A line of individuals dressed in costumes representing China’s many nationalities carried the national flag to the pole, where it was raised — a display of togetherness that the country frequently puts on to demonstrate that its diverse ethnic groups live in peace and prosperity.
Politics infiltrated the proceedings, however subtly. The crowd erupted in applause as the athletes from Taiwan — the island democracy that China claims as its own — marched across the arena, as did the Russian competitors. As they marched, an overcoated Putin rose and waved to the delegation, nodding crisply.
After officials decided to allow a limited number of people to attend activities, the stadium was moderately packed — albeit far from full.
As with each Olympics, after the cauldron is lit, the focus will turn Saturday — at least in part — away from the geopolitical problems of the day and toward the athletes themselves.
All eyes are now on Alpine skiing sensation Mikaela Shiffrin, who has previously won three Olympic gold, to see if she can live up to her lofty expectations. How snowboard phenom Shaun White will end his Olympic career — and if Chloe Kim, the sport’s new standard-bearer, can dazzle us once again. And whether Russia’s female figure skaters will sweep the medals.
Eileen Gu, an 18-year-old American-born freestyle skier who has opted to compete for her mother’s native nation and might win three gold medals, is China’s dream.
The restrictions established by Chinese officials as they compete are a sharp contrast to the party atmosphere of the 2008 Olympics. Hazmat gear, masks, and goggles were used by certain flight attendants, immigration officers, and hotel workers. All guests are subjected to daily testing, with those who test positive subjected to extended quarantines.
Even then, there is no way to go from the Olympic venues into the city itself through the ever-present chain-link fences — which are plastered in happy slogans of a “shared future together” — which is another difference from the 2008 Games.
In the years afterwards, China has changed as well. Then, by hosting the Games, it was a burgeoning global economic power making its largest jump yet onto the world arena. These are now hosted by a developing superpower. Xi, who oversaw the Beijing Olympics in 2008, now oversees the whole country and has fostered a personality-driven adoration campaign.
The organizers’ and Western governments’ hopes that hosting the Olympics would put pressure on the governing Communist Party to improve its “problematic human rights record” and become a more responsible world citizen are long gone.
Three decades after the Chinese government crushed massive democracy demonstrations in Tiananmen Square, killing hundreds, if not thousands, of Chinese citizens, the government interned an estimated 1 million members of minority groups, mostly Muslim Uyghurs from the country’s far western Xinjiang region. Human rights organizations have used the term “Genocide Games” to describe the scenario.
The camps, China claims, were “vocational training and education institutes” that closed as part of an anti-terror operation. It rejects any abuses of human rights.
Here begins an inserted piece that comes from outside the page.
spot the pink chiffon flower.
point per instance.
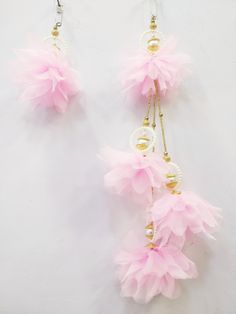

Dignitaries from the United States, the United Kingdom, Australia, and Canada, among others, imposed a diplomatic boycott on the Games, refusing to stand with Chinese leaders while letting their athletes to compete.
Outside the Olympic “bubble,” which divides ordinary Beijingers from Olympians and their entourages, others expressed excitement and pride at the world’s arrival. Zhang Wenquan, an Olympic memorabilia collector, expressed his excitement on Friday, but it was tempered by the illness, which has changed so much for so many people.
“I believe the fireworks impact will be considerably better than it was in 2008,” he said. “I was planning on going to the venue to witness it….” However, due to the outbreak, there may be no hope.”